Trafic d’ossements et de sang dans la Sangha-Mbaéré : Joseph Bindoumi accuse l’État de laxisme
Rédigé le .
Par : la rédaction de Corbeau News Centrafrique, CNC
Dans une interview accordée à la radio Ndékè-luka, Joseph Bindoumi, président de la Ligue Centrafricaine des Droits de l’Homme (LCDH), ancien ministre et ancien magistrat, a lancé un cri d’alarme sur la recrudescence du trafic d’ossements humains et de sang dans la préfecture de la Sangha-Mbaéré, particulièrement autour de Nola, Bayanga, Bambio et près de la frontière camerounaise.
Selon M. Bindoumi, cette pratique criminelle n’est pas nouvelle.

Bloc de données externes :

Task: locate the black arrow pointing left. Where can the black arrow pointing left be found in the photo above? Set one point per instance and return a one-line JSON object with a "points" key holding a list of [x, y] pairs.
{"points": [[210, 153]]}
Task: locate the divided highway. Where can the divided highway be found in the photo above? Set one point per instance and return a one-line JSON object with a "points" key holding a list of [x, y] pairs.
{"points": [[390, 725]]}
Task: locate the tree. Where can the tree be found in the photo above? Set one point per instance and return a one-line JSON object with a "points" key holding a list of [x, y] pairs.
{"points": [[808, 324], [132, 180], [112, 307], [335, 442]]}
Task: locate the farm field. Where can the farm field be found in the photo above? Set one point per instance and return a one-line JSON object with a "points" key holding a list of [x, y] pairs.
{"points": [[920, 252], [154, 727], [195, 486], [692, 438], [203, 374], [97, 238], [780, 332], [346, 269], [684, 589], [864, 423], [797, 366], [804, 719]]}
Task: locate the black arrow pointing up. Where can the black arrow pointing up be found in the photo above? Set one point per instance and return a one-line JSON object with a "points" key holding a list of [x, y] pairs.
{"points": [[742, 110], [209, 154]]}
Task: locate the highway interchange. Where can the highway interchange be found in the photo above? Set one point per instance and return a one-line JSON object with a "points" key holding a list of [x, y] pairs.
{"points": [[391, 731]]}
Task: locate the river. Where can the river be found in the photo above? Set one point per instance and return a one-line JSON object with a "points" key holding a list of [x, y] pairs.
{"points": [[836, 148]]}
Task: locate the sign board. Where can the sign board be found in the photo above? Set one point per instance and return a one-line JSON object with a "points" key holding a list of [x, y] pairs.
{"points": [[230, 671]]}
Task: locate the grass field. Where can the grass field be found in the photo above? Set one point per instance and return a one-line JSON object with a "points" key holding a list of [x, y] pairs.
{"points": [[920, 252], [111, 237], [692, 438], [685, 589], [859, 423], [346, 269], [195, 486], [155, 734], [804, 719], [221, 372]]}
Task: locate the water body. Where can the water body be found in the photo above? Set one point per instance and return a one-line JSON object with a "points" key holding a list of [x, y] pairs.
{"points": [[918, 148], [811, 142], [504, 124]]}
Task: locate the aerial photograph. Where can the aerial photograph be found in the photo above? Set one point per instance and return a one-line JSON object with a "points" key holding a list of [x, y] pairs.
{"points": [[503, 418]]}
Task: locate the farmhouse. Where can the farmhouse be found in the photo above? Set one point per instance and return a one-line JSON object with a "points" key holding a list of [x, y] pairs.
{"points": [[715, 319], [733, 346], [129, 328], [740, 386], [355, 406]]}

Elle remonte à près de dix ans. À l’époque, des criminels originaires de la zone ouvraient les tombes pour récupérer les ossements et les vendre à des acheteurs venant principalement du Nigeria et du Cameroun. Face à ce scandale, l’État centrafricain avait réagi en dépêchant une mission composée de hautes personnalités, dont l’archiviste Pomodimou, l’ancien ministre et député Bampali Laurent, l’ancienne ministre de la Communication Mme Detoyanet, et Joseph Bindoumi lui-même en tant que président de la LCDH.
Cette délégation avait sillonné la Sangha-Mbaéré et tenu de grandes réunions à Nola, Bayanga et Bambio pour interdire ces pratiques et sensibiliser les populations. Des procès avaient été organisés, des suspects appréhendés et déférés à Bangui. L’un d’eux avait même passé plusieurs mois à la Section de Recherche et d’Investigation (SRI) avant d’être transféré à la prison de Garagba. Malheureusement, la plupart de ces personnes ont fini par être libérées.
Aujourd’hui, la situation est plus grave encore, selon le président de la LCDH. Les trafiquants ne se contentent plus d’exhumer les tombes. Ils simulent des activités de recherche de diamants pour masquer leurs véritables opérations. Ils tuent des personnes en brousse, prélèvent leur sang et récupèrent parfois les ossements pour les revendre. Joseph Bindoumi cite notamment le cas dramatique d’une sœur religieuse catholique enlevée un dimanche matin, exécutée dans la brousse, vidée de son sang, et dont le corps a été retrouvé sans trace de sang sur place. Les mêmes bourreaux faisaient partie des personnes parties à sa recherche.
Plus récemment, une nouvelle affaire est en cours : des individus transportant des ossements humains ont été interpellés par les populations au niveau du village Tomori, près de la frontière camerounaise (vers Nianting). Ils ont été remis à la gendarmerie de Nianting, puis déférés devant le parquet de Nola. Malgré cela, M. Bindoumi dénonce un laxisme persistant des autorités politiques, administratives et judiciaires locales.
« Il y a un laxisme des autorités de Nola. La justice ne frappe pas comme il faut. Elle n’envoie pas ces gens en session criminelle. C’est pour cela que le phénomène continue », regrette-t-il.
Le président de la LCDH explique que ces trafiquants s’enrichissent rapidement grâce à ce commerce macabre. Ils utilisent l’argent pour s’affilier à des partis politiques, offrir des cadeaux aux autorités administratives et « servir la Sangha-Mbaéré ». Selon lui, ces mêmes personnes sont devenues les bailleurs de fonds locaux, ce qui expliquerait en partie l’impunité dont ils bénéficient.
Conséquence directe : les populations de la Sangha-Mbaéré ne peuvent plus vaquer librement à leurs occupations. Les habitants ont peur d’aller seuls en brousse. Ils risquent à tout moment d’être suivis, attaqués, tués pour leur sang ou leurs ossements.